In a case like the 1969 Manson Family murders a lot of focus has been centred on leader Charles Manson, his background and his bizarre ideas. Less emphasis has been given to what would motivate young women to follow such a fanatic and commit such horrendous acts of violence. In Emma Cline's debut novel “The Girls” she creates a situation which highly resembles the Manson cult and crime, but gives voice to fourteen year old girl Evie Boyd who is drawn into becoming a part of this group. Moving back and forth between the summer of 69 and a point many years later when the crime has become notorious, Cline gives Evie's account of the inner workings of this Californian quasi-commune and why she becomes involved with them. With great insight and sensitivity she writes about female adolescent development to create a hypnotic and powerful tale.

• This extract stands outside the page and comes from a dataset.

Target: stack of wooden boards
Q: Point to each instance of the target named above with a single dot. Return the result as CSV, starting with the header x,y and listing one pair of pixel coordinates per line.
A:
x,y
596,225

Evie comes from an upper-middle class background and lives with her single mother Jean. Her long-time friend Connie has shrugged her off in the way that friends sometimes do around this age when our development causes us to grow apart from those we were at one time intensely close to. Jean is more concerned with her own love life and building her own self confidence than caring for her daughter. So Evie is somewhat isolated struggling to understand who she is and what this new body is that she's growing into. Like many adolescents, she learns from magazine and the media that she should work to make herself attractive: “the articles that taught me life was really just a waiting room until someone noticed you – the boys had spent that time becoming themselves.” At that time, boys weren't held to the same standards and so don't feel the same level of self consciousness. She remarks “Poor girls. The world fattens them on the promise of love.” There's a sense that if only they can find someone to recognize and value them then they will have worth in the world. It leads Evie to long for a role model to look up to and she finds it when she sees a confident black-haired girl named Suzanne.
Cline describes very well that feeling we have as teenagers where we become so enamoured by someone we want to do whatever we can to be close to and be seen by them. She inveigles her way into Suzanne's circle of friends and the ranch commune she lives at centred around the charismatic Russell. But, for Evie, Suzanne is always her focus. She's powerfully drawn to how Suzanne and her friends “were sure of what they were together”. Evie believes that there must be a point when your identity becomes a solid knowable thing “As if there were only one way things could go, the years leading you down a corridor to the room where your inevitable self waited – embryonic, ready to be revealed.” Of course, in reality our identities are constantly shifting as we continue to grow and change throughout our lives, but a vulnerable girl like Evie has no way of knowing this without guidance.
There's a section I love where Cline also gets at that teenage feeling of wanting to be numbed. She references “Valley of the Dolls” and that desire for drugged stasis and Evie's wish for “my body kept alive by peaceful, reliable machines, my brain resting in watery space, as untroubled as a goldfish in a glass bowl.” Rather than face the difficult task of understanding who she is and what she wants as she grows into her adulthood she'd rather be unconscious and wake up at some later stage fully formed. It's a powerful notion and gives one perspective on why teenagers in particular are perhaps so drawn to the blissful effects of drugs and alcohol.
Cline also has a powerful way of describing the psychological impact of sex at this age. Evie has a number of sexual encounters which show her natural curiosity, the draw of pleasure and a desire for closeness more than a wish for the physical act itself. Her wish to be near Suzanne produces complex feelings. Men such as Russell have a persuasive way of psychologically manipulating young women into participating in acts they aren't ready for when they aren't outright forcing them to have sex with them. After the fact, Evie expects there to be a shift in the world to match the shift in her own post-sexual mindset: “I wanted the world to reorder itself visibly around the change, like a mend marking a tear.” This strongly describes the way we want the world to substantiate the confusion and internal changes that occur after such a significant life experience.
Although this novel is centred around a violent incident and flashes of this horrendous crime are shown, “The Girls” is more about the incremental stages of adolescent development. Emma Cline's writing reminds me somewhat of Joyce Carol Oates for the way she captures this experience so well while also creating vividly rendered characters, scenes and metaphors. There is a relatable intensity to Evie's psychology as she is not innocent, but stumbles towards finding what she wants in life and can be persuaded into discarding any sense of morality in favour of being accepted by people she idolizes. This is an intense, insightful and engaging novel.